A ideia para compor este texto era buscar algo novo no Mercado Central de Belo Horizonte, que dia 7 completa 85 anos, na contagem oficial. Alguma coisa além da sedutora e peculiar alquimia de cheiros, cores e sabores, da sempre aberta possibilidade de convivência com gente de todas as tendências e aparências. Um desafio buscar um episódio desconhecido na história mil e uma vezes contada do centro de compras famoso dentro e fora das fronteiras do país. E não é que há novidade? O Mercado Central vai provar que suas origens não estão plantadas no quadrilátero formado pelas ruas Santa Catarina, Curitiba, Goitacazes e Avenida Augusto de Lima. Suas raízes foram plantadas em 1900, no começo da Avenida Afonso Pena, onde hoje está a defasada rodoviária.
Não se trata, claro, de uma descoberta. O fato não é tratado com relevância na história da cidade. E, dessa forma, nunca veio a público com a merecida relevância como virá agora. Amanhã, será aberta a exposição “História e memórias do Mercado Central”, que vai fundir a primeira versão do centro de compras, de 1900, e a segunda, de 1929, a que é frequentada e reverenciada atualmente. Uma comemoração de aniversário diferente, que deixa ainda mais orgulhosos comerciantes e administradores do centro de compras. E felizes. Afinal, trata-se de uma memória não unicamente comercial, mas também afetiva, ligada à própria trajetória de vida de cada um deles, há décadas instalados em lojas e boxes acanhados com a missão de receber clientes e tratá-los como ilustres convidados.
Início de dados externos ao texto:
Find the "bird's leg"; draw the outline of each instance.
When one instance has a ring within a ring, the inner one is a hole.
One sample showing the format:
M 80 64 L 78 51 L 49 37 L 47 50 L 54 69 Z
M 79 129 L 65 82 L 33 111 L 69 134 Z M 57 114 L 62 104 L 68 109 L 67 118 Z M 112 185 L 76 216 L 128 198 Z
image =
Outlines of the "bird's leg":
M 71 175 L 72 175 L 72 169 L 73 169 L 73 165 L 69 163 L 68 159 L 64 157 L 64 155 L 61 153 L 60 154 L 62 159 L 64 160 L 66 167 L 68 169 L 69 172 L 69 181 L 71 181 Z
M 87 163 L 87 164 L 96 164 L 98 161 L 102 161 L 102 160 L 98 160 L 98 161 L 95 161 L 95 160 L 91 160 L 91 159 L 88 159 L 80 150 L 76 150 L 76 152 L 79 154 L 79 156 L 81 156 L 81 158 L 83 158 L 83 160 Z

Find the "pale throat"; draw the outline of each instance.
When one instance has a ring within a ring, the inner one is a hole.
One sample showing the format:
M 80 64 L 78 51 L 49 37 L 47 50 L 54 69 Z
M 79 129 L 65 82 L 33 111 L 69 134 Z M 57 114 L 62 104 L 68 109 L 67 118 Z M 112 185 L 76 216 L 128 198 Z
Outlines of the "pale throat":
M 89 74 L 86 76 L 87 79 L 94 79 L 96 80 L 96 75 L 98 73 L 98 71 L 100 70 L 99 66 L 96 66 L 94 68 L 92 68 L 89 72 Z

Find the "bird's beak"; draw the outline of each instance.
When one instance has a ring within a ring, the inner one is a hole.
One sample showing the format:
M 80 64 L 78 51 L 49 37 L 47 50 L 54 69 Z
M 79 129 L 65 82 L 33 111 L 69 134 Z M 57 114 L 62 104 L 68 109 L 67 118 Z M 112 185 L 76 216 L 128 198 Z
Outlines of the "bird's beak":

O curador da exposição é Ozias Ribeiro Neves, do Escritório de História. A mostra começa com um painel. Nele, a foto do mercado municipal de 1901, na Avenida Afonso Pena, peça do Arquivo Público Mineiro. Foi obra de decreto datado de 1899, do então presidente do estado Silviano Brandão, conforme cópias anexadas de documentos da época. Era uma construção horizontalmente alongada, em estrutura de ferro e vidro importada da Bélgica, inaugurado em 6 de outubro de 1900 e administrado pela prefeitura. “E já era, naquele tempo, espaço de convivência”, diz Luiz Carlos Braga, superintendente do Mercado Central.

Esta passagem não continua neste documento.